The (E-2) has as in its one-dimensional nullspace $v=(1,2,4,\ldots,2^n,\ldots)$, but the nullspace associated with $E^3$ is somewhat complicated because of the repeated eigenvalue of $0$; hence it should a dimension three nullspace, namely all sequences $(a,b,c,0,0,0,\ldots)$ for any $a,b,c$.
And so, a basis for the solution space is
\begin{align*}
&(1,0,0,0,\ldots)\\
&(0,1,0,0,\ldots)\\
&(0,0,1,0,\ldots)\\
&(1,2,4,\ldots,2^{n},\ldots)
\end{align*}
Now, $\frac{1}{8}(v-(1,2,4,0,0,0\ldots))=(0,0,0,1,2,4,\ldots,2^{n-3},\ldots)$, so we can also write as a basis:
\begin{align*}
&(1,0,0,0,\ldots)\\
&(0,1,0,0,\ldots)\\
&(0,0,1,0,\ldots)\\
&(0,0,0,1,2,4,\ldots,2^{n-3},\ldots)
\end{align*}
which is almost as you wrote. But, we can scale any of these vectors as we wish (namely, divide the final vector by two).

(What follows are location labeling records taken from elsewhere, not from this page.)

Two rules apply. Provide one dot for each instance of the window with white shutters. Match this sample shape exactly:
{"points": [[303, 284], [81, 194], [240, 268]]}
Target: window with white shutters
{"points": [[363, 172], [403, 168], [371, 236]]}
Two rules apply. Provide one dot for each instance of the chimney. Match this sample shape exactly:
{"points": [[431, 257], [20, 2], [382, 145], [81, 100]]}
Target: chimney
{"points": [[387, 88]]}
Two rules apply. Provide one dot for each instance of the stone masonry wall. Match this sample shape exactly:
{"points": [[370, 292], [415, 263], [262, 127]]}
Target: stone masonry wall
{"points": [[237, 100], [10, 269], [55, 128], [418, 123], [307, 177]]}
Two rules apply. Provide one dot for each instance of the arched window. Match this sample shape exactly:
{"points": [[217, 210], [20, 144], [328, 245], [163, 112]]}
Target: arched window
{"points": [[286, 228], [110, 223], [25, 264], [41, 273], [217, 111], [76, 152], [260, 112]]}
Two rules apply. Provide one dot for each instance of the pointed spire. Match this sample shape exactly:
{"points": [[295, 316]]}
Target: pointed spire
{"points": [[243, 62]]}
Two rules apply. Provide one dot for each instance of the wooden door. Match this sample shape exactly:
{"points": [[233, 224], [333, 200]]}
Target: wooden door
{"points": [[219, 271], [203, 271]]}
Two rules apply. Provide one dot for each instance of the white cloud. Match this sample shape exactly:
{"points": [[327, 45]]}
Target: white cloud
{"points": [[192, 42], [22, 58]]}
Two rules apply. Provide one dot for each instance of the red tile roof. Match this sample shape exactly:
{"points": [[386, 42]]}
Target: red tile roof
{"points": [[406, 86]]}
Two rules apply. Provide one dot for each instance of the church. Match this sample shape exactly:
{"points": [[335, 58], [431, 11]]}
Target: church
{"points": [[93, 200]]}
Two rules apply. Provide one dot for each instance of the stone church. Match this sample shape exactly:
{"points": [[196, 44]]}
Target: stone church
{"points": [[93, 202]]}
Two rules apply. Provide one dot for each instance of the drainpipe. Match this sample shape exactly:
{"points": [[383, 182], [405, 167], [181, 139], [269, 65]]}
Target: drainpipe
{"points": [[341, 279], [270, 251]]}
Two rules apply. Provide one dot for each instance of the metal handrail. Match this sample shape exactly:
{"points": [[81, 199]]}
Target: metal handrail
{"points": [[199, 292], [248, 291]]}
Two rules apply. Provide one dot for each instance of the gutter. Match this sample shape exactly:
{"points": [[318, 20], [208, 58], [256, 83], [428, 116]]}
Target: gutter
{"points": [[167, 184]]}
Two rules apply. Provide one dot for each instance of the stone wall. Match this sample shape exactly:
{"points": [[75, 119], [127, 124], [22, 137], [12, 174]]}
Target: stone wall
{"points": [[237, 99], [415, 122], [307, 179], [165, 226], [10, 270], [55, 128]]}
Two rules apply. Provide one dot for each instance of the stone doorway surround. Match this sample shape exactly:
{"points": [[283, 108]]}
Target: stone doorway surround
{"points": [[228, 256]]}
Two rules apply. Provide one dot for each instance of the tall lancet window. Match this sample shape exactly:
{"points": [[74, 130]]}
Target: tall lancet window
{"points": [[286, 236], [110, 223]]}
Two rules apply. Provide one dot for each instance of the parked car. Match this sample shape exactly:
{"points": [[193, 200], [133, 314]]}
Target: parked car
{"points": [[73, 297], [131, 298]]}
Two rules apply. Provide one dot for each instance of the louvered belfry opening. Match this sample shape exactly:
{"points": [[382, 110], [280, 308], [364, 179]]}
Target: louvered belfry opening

After this, it's up to the initial conditions. Since this is a four-dimensional solution space, one would need four values from the sequence to define a particular solution. In the second set of basis vectors, the first four elements of the sequence correspond to the coefficients to these vectors.